Agency two, having been informed that they are second employment, will deduct tax and national insurance from the full amount of your income. At the end of the year, and a bit, HMRC go back through the records, compare the amount of tax and NI you paid against the gross pay figure declared to the revenue and if there is a discrepancy they either issue a rebate, or adjust your tax code for the following year to lower your personal allowance so that tax can be paid on the shortfall.
nsmith1180:
Right, the first agency you signed up with should have signed you up as normal.You were obligated to declare to the second agency that their work would be your second employment.
Agency one would use your P45 from your previous employment and the government issued regulations to calculate how much tax you should pay on your work, taking into account the NI personal allowance £8250 ish and the Tax Personal Allowance of £12500. They would deduct tax and national insurance percentages from the pro-rata amounts exceeding those figures before paying you and send that money to HMRC.
Agency two, having been informed that they are second employment, will deduct tax and national insurance from the full amount of your income.

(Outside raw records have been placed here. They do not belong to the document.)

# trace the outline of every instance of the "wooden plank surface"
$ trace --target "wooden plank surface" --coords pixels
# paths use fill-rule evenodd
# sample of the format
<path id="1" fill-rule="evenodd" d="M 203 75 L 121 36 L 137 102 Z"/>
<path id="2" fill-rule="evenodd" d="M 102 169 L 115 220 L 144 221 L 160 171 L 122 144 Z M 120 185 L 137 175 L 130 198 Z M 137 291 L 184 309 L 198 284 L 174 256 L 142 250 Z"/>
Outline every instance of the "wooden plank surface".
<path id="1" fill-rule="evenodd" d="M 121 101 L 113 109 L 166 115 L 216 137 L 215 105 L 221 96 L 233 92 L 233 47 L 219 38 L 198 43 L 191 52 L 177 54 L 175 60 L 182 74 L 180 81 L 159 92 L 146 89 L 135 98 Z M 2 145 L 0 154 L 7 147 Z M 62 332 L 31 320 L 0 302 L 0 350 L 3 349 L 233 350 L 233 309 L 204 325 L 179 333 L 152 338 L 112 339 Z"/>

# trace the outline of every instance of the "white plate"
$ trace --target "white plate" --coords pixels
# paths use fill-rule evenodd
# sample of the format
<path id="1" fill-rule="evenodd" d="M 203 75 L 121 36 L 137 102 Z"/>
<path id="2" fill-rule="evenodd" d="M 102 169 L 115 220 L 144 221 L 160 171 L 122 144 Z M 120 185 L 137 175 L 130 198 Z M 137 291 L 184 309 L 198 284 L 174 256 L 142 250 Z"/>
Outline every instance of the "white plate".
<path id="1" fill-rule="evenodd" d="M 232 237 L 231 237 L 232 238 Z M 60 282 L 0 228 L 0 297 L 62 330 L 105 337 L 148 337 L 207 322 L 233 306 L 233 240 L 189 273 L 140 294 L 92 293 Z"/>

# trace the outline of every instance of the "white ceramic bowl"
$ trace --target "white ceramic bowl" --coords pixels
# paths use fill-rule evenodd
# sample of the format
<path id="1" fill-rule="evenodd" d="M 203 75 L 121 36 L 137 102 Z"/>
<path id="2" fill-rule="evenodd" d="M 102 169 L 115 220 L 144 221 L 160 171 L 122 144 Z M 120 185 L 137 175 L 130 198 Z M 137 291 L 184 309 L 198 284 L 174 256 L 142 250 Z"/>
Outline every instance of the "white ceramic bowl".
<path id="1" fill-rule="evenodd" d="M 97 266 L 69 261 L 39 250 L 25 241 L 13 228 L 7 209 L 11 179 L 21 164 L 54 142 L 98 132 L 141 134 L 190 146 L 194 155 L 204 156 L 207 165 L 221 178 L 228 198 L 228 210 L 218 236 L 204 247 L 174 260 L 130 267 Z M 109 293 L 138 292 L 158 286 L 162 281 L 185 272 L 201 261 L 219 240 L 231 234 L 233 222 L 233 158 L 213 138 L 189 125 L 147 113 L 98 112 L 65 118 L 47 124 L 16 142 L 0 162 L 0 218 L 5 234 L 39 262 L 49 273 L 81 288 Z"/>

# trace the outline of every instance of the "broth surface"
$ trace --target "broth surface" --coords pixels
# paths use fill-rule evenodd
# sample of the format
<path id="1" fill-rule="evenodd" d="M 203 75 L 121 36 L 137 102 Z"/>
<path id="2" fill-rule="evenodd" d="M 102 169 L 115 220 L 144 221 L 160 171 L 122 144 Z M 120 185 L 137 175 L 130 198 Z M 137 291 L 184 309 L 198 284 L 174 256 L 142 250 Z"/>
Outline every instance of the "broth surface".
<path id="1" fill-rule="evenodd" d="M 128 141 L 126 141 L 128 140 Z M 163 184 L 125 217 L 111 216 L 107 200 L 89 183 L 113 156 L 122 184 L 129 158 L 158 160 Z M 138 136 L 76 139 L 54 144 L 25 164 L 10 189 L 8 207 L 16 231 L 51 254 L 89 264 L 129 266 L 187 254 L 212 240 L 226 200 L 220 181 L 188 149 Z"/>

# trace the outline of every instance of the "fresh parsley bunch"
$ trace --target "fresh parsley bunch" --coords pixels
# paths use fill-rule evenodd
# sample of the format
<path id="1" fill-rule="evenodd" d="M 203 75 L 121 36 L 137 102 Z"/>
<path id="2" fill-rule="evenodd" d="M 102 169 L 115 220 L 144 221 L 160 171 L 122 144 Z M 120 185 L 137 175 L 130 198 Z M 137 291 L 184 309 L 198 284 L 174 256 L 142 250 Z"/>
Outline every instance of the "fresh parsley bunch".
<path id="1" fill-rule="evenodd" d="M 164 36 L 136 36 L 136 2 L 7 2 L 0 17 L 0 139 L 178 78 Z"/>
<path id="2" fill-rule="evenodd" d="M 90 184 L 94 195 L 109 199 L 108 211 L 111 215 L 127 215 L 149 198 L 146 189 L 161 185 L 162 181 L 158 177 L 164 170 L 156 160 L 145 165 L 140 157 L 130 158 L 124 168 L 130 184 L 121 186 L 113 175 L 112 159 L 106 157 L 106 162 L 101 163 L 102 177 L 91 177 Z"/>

At the end of the year, and a bit, HMRC go back through the records, compare the amount of tax and NI you paid against the gross pay figure declared to the revenue and if there is a discrepancy they either issue a rebate, or adjust your tax code for the following year to lower your personal allowance so that tax can be paid on the shortfall.
Thanks a lot!
make sure you pay NI , thats the number one. i know of a couple of blokes who didnt and it racked up ,in one case actually pulled a small biz he had going under when they called the unpaid amount in
nsmith1180:
Agency one would use your P45 from your previous employment and the government issued regulations to calculate how much tax you should pay on your work, taking into account the NI personal allowance £8250 ish and the Tax Personal Allowance of £12500.
The P45 does not contain entries for NI deductions.
NI allowances are applied per pay period, and separately per employer.
If the two employments each fall under the so-called Primary Threshold, then there is no NI to pay, notwithstanding that pay totalled across multiple employments may be in excess of the PT in any pay period.
Unlike with income tax and the tax-free personal allowance, there is never any refund of NI at the end of the year based on an annualised allowance.
This is because the allowance with NI is not annualised, it is per pay period, and per employer.
There are however rules to prevent tax evasion. The employments must be genuinely separate, so you cannot simply set up multiple payrolls simply to make it appear on paper that you have a series of separate part-time employments which all ultimately derive from a common source.